Bogotá, corazón administrativo y político del país, donde un apagón se soluciona con prontitud y los inconvenientes son compensados en la factura siguiente. Pero en el querido resto del país, los ciudadanos tienen que esperar días en la penumbra y el silencio, aceptando como inevitable esta brecha entre la civilización y el resto del territorio nacional.
Mientras tanto, el aspecto de la seguridad exhibe falencias aun más preocupantes. Reportar un robo o levantar una denuncia se convierte en un circo de ineficiencia que desalienta al más perseverante de los ciudadanos. La sensación de impotencia se agudiza al ver cómo la falta de respuesta mina la confianza en las instituciones y la esperanza de un progreso.
Y el país sueña con convertirse en una potencia del turismo. Sin embargo, la realidad nos muestra que aún estamos lejos de ofrecer la infraestructura, seguridad y calidad de servicio que tal reconocimiento exige. La indisciplina social y la falta de consecuencias efectivas para los transgresores envenenan cualquier intento de progreso en este sector y en cualquier otro si el ser vivo y “meter un gol” se sigue considerando una virtud de valientes y aventajados.

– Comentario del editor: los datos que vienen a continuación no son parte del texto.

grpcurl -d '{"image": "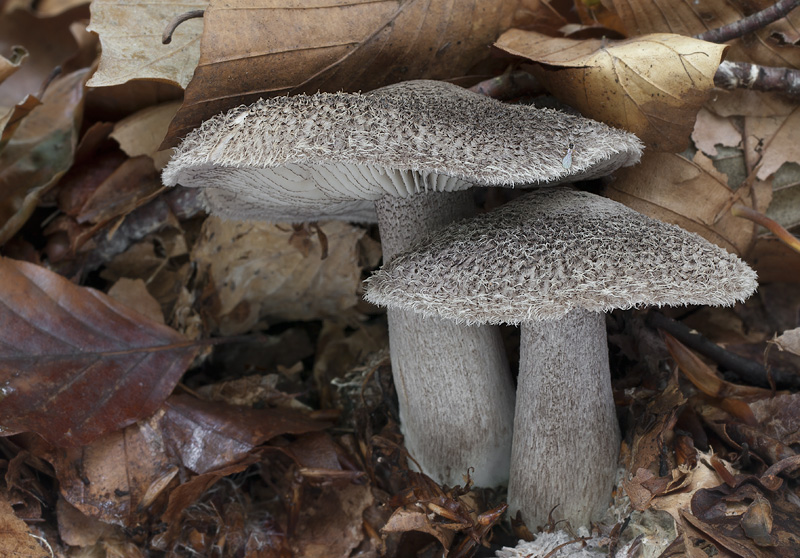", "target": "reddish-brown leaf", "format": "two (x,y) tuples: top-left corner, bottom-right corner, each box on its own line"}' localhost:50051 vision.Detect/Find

(0, 258), (197, 446)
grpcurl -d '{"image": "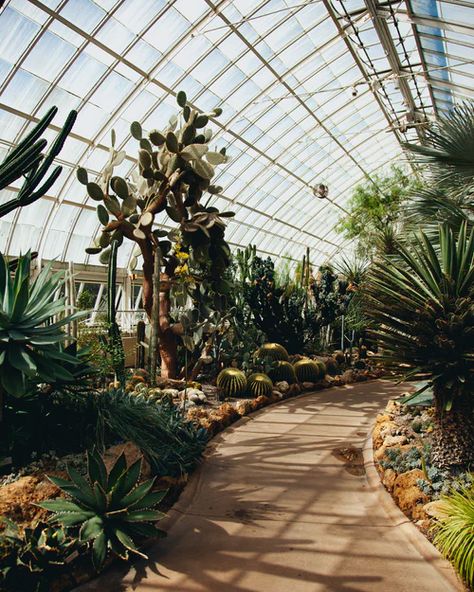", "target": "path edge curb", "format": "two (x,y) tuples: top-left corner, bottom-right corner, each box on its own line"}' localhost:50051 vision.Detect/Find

(362, 430), (468, 592)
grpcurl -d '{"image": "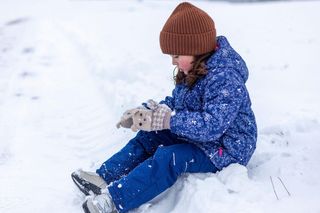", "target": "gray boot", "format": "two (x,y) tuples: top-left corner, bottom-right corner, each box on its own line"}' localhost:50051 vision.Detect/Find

(71, 169), (107, 195)
(82, 190), (118, 213)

Finalmente, el sistema de atención al consumidor, que debería ser un puente entre la empresa y el cliente, resulta ser una barrera más. Atenciones de call center que desafían la inteligencia del usuario inventando artimañas para desistir de la queja formal y su número de radicado que, en muchos casos, no conduce a una solución rápida y efectiva.
Como sociedad, hemos normalizado el recibir menos de lo que merecemos. Parece que esa es la solución: seguir aguantando todas las sobras que nos tiren y creernos la sociedad turística y pujante que no somos.